Plusieurs erreurs, et quelques-unes assez graves, se sont glissées dans l’exposé historique de M. Valfrey. Il attribue à Saint-Evremond une pièce qui n’est pas de lui et qui se trouve dans ces nombreux recueils apocryphes publiés en France à son insu pendant son exil et qui n’étaient que des spéculations de libraires[1]. Du portrait authentique de Lionne par Saint-Évremond, il ne cite que le début, et il omet la partie la plus charmante[2]. Ni le témoignage de Saint-Simon, ni celui de Louis XIV, ni celui de l’abbé Choisy ne sont invoqués. Le rôle que Lionne joua pendant la fronde eût été plus complètement retracé si M. Valfrey s’était servi des Mémoires du cardinal de Retz, de Mme de Motteville, de Mlle de Montpensier et surtout du père Rapin. Il dit que Mazarin n’attendit pas le retour des princes à Paris après leur sortie de prison au Havre; c’est d’autant moins étonnant que Mazarin alla lui-même leur annoncer dans cette forteresse leur mise en liberté. M. Valfrey, trop porté à nier les erreurs de conduite de Lionne, dit que « le cardinal de Retz est mal posé pour lui reprocher d’avoir été brelandier et concubinaire. » Mais ce n’est pas seulement Retz qui adresse ce reproche à Lionne, c’est aussi Mazarin[3]. Ailleurs M. Valfrey, parlant de l’arrestation du cardinal de Retz, dit que « Mazarin, alors éloigné du territoire français, n’y prit aucune part matérielle, mais qu’on est fondé à supposer qu’il avait conseillé cette mesure. » M. Valfrey aurait affirmé, et non supposé, s’il avait pris connaissance des Mémoires du duc de Navailles dans lesquels on lit : « Je le conduisis (Mazarin) heureusement à Châlons. Il résolut

  1. Cet opuscule, qui a pour titre Abrégé de la vie de M. de Lionne, ne figure pas parmi les œuvres authentiques de Saint-Évremond, données par Silvestre et Desmaizeaux, qui ont eu tous ses manuscrits entre leurs mains et qui les ont publiés après sa mort.

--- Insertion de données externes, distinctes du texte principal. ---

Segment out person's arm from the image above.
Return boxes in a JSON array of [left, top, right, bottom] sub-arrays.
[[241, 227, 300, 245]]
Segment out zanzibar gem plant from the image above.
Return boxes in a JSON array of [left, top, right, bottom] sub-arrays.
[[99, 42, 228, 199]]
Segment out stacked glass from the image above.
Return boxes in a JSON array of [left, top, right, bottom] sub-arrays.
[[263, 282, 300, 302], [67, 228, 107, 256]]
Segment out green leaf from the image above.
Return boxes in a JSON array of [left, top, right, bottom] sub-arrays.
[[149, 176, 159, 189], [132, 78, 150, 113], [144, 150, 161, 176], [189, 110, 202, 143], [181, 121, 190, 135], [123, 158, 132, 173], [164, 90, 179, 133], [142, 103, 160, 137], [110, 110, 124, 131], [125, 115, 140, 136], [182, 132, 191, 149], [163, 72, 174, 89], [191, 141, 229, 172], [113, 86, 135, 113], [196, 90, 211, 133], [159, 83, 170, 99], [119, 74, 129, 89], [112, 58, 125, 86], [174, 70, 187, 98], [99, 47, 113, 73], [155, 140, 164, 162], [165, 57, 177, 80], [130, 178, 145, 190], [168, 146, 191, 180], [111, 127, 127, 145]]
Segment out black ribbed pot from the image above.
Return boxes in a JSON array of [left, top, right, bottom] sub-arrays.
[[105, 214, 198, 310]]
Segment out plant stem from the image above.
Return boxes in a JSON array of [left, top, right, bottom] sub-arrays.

  2. Celle qui commence par ces mots : « Parmi les divertissemens de ce loisir... » M. Valfrey aurait pu également se servir d’une lettre écrite par Saint-Évremond au comte de Lionne, neveu du ministre.
  3. Lettre de Mazarin à son confident Ondedei, du 18 juillet 1651, citée par M. Chantelauze dans le Cardinal de Retz et l’affaire du chapeau, t. Ier, p. 229.